Les images sont révulsantes. Ces destructions sont d’autant plus odieuses qu’elles témoignent avant tout de l’ignorance crasse des enragés qui militent dans ces groupuscules. Tout d’abord parce que Joséphine de Beauharnais, issue d’une famille de petits planteurs de la Martinique et devenue l’épouse du futur Empereur, ne fut pour rien dans le rétablissement de l’esclavage aux colonies par Bonaparte en 1802. Il n’était pas homme à recevoir des conseils de sa femme, et s’il rétablit l’esclavage ce fut pour des raisons plus impérieuses : d’abord parce que les Anglais, avec qui il venait de conclure la paix, craignaient que l’abolition française de l’esclavage n’ait des répercussions à la Jamaïque, ensuite parce que la Marine, jadis en charge des colonies, imaginait difficilement la possibilité d’un autre système, enfin parce que Toussaint Louverture lui-même, le leader noir de Saint-Domingue, avait assujetti la population noire de l’île, à peine émancipée, à un régime de travail forcé proche de l’encomienda espagnole. Colons ou leaders noirs, tout le monde se préoccupait avant tout de la reprise de la production sucrière.

Non seulement Joséphine n’est pour rien dans ces événements, mais la Martinique ne fut pas concernée, puisque, passée sous domination anglaise pendant la Révolution, la loi abolissant l’esclavage n’y avait pas été appliquée en 1794 et n’y était donc pas applicable en 1802. Au moment où l’esclavage était rétabli en Guadeloupe et à Saint-Domingue, le statu quo ante demeurait en vigueur dans la Martinique rendue à la France.

L’ignorance de ces crétins est d’autant plus affligeante que pas un ne sait en réalité qui étaient ses propres ancêtres : esclaves ? Affranchis ? Travailleurs ? Contremaîtres ? « Hommes de couleur libres » ? Les statuts étaient variés, la réalité complexe. Que condamnent-ils ? La traite ? La déportation des esclaves africains vers l’Amérique ? Prétendent-ils venger leurs « ancêtres » africains ? Mais ce sont des origines mythiques. L’Afrique n’est pas, n’est plus leur origine. Comme si un Français se réclamait de ses ancêtres celtes en refusant d’admettre qu’il a eu, aussi, des ancêtres ibères, ligures, germains, grecs, scythes, iranophones ou venus du lointain monde des steppes asiatiques !

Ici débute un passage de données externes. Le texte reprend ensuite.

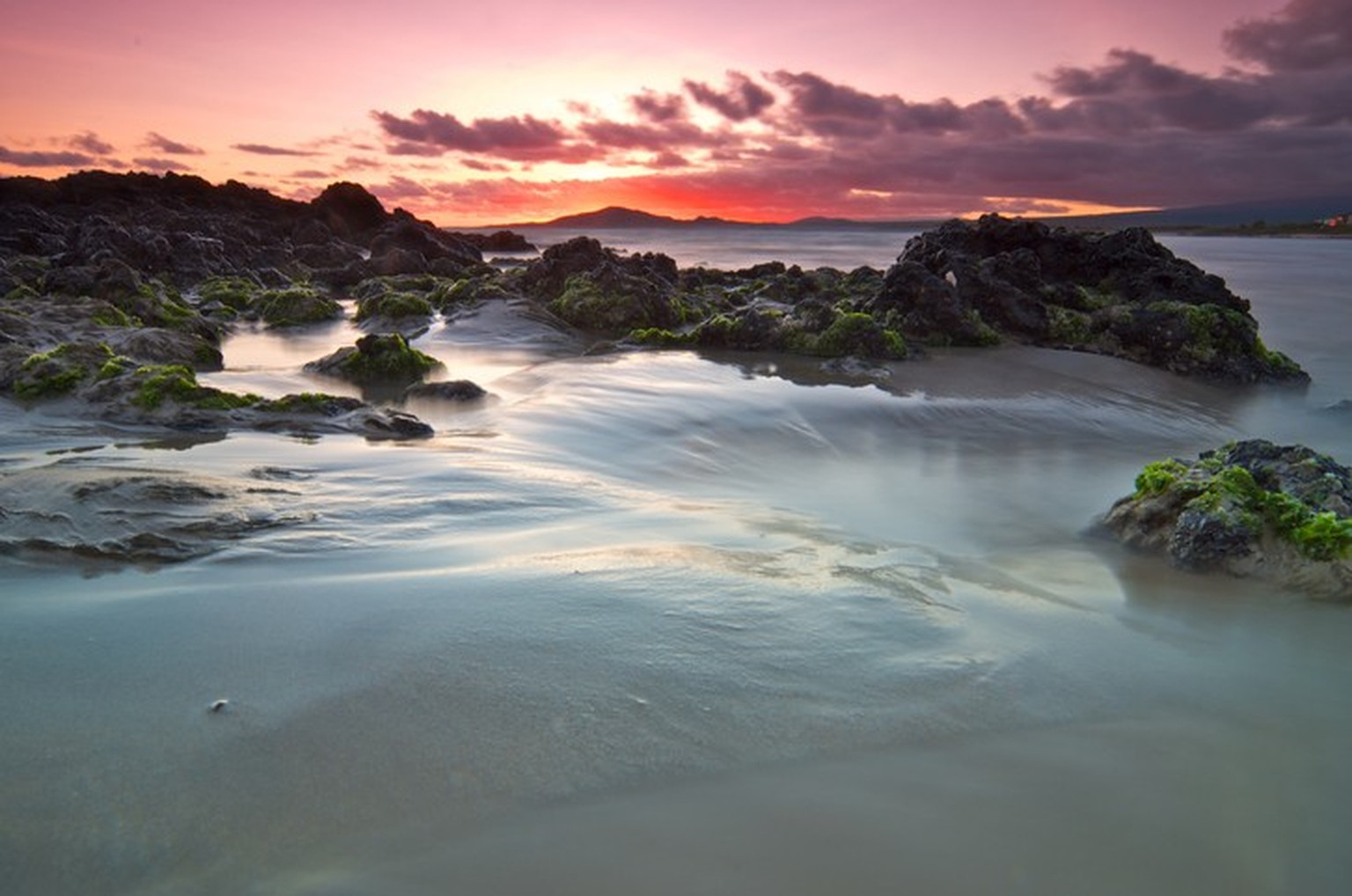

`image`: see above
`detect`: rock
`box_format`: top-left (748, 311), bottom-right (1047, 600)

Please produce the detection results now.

Ces destructions (Joséphine, Colbert, Jules César ou Victor Schoelcher, même Schoelcher !) témoignent avant tout de la déliquescence de l’État. Sa faiblesse, sa lâcheté aussi, tout autant que les compromissions qui sont les siennes avec une idéologie antifrançaise, repentante, hostile à toute communauté civique et visant à la seule décomposition de la nation au bénéfice de minorités « souffrantes » autoproclamées, donnent une visibilité et une marge d’action à ces petits groupes d’extrémistes.

C’est un mauvais vent qui souffle d’Amérique : la déliquescence de la vie politique américaine depuis 2016 l’a fait lever ; la déliquescence de notre vie politique depuis 2017 lui a permis de traverser l’Atlantique.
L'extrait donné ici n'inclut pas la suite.